6. Make it fail (this is the point)

CI is only useful if it stops bad code. Break a test on purpose:

  1. In src/cart.js, change the discount math (e.g. -+).
  2. Commit and push.
  3. Watch the run turn red ❌, get an email, and see the ✗ next to your commit.

A failing check is a gate — it tells you (and reviewers) the code isn't safe to merge. Revert the change and watch it go green again.


7. 🙌 Your turn — practical (~5 min)

Make CI run on pull requests too, not just direct pushes:

  1. Change the trigger to:
    on:
    push:
    pull_request:
  2. Create a branch, push it, and open a Pull Request.
  3. See the checks appear on the PR — green means safe to merge, red means blocked.
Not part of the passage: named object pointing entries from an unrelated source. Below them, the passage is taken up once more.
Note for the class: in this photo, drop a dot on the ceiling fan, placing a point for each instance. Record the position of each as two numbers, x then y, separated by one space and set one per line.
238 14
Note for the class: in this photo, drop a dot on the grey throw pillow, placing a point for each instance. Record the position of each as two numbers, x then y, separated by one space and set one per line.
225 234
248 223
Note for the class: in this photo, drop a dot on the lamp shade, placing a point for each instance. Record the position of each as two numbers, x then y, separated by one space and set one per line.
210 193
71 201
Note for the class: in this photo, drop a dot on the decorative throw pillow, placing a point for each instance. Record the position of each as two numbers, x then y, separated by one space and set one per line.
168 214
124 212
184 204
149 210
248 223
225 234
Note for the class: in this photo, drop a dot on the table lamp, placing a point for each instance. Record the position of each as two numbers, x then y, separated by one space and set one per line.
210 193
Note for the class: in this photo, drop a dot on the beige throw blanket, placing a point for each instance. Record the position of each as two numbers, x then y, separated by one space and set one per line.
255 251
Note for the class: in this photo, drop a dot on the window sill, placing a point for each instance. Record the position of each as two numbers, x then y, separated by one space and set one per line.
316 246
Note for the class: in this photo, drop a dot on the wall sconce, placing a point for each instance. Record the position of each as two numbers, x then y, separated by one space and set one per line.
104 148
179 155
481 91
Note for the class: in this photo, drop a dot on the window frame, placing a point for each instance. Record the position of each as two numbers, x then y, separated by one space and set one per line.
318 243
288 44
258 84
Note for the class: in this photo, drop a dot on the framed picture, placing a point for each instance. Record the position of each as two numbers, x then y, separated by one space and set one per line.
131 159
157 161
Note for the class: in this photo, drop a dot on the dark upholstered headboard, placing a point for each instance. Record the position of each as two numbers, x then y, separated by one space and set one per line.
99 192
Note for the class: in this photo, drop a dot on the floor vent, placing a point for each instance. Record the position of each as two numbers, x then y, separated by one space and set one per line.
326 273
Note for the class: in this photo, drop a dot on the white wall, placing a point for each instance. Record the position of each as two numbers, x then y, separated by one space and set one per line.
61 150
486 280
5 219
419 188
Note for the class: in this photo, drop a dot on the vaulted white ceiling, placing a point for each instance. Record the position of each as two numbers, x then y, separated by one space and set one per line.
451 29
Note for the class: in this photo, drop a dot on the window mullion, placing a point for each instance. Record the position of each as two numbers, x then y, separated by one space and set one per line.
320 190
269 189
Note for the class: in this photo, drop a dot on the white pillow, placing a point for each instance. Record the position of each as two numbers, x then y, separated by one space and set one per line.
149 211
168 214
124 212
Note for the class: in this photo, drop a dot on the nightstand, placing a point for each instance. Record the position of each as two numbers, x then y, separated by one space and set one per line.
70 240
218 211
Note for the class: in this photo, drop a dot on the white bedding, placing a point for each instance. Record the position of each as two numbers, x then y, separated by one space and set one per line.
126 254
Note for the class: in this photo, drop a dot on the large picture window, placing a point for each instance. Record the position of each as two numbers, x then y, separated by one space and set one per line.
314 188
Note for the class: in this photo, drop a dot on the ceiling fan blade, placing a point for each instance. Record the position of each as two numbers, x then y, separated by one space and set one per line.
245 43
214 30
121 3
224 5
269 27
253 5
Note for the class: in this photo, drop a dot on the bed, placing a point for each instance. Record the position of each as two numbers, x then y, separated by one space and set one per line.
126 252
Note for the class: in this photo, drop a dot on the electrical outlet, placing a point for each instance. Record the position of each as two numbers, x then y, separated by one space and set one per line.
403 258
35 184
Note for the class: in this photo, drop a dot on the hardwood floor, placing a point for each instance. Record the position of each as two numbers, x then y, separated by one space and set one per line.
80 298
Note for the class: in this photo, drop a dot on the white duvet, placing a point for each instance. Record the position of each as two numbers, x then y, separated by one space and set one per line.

Bonus: add a branch protection rule requiring the CI check to pass before merging.


8. Recap

  • CI runs your build + tests automatically on every push; CD ships the green build.
  • A workflow (.github/workflows/*.yaml) is just on: (when) + jobs/steps (what), run on a fresh Linux runner.
  • We built ours up live: checkout → setup-node → install → run unit/API/UI tests.
  • A failing check is a gate — it keeps broken code from merging.